Comment appréciez-vous le marché du transport du riz attribué au député Diopsy par le ministre Mansour Faye et le manque de transparence décrié par les opérateurs économiques s’activant dans la vente du riz ?

Quand le président de la République se pique de philosophie du nouvel ordre mondial, cela impliquerait immanquablement des nouveaux standards de bonne gouvernance et de la gestion rationnelle.

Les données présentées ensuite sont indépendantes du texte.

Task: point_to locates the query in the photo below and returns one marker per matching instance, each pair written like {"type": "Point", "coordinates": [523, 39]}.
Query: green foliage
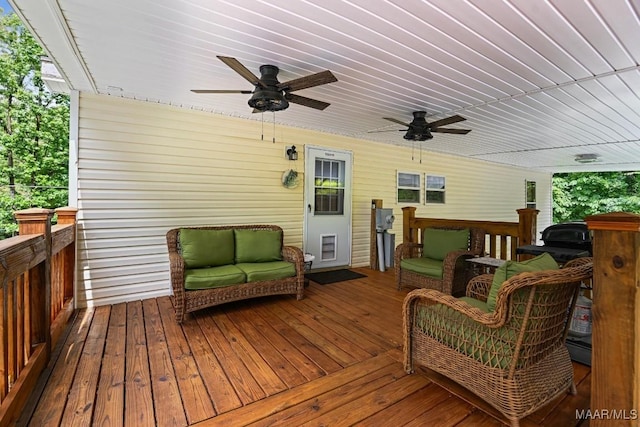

Aucun franc n’est un pognon de dingue dans la passation des marchés publics. Les commandes publiques doivent être passées à la moulinette de la transparence par le peuple sans lequel rien ne se fera. Et aucune revendication de cette nature ne saurait être perçue comme un débat au ras des pâquerettes. Cet épisode est un avant-goût des paradis sociaux et du cimetière économique de l’après-covid. Le Président devait faire preuve davantage de fermeté et d’efforts pour garantir la transparence dans la gestion du secours social et dans la distribution des vivres destinés aux ménages vulnérables.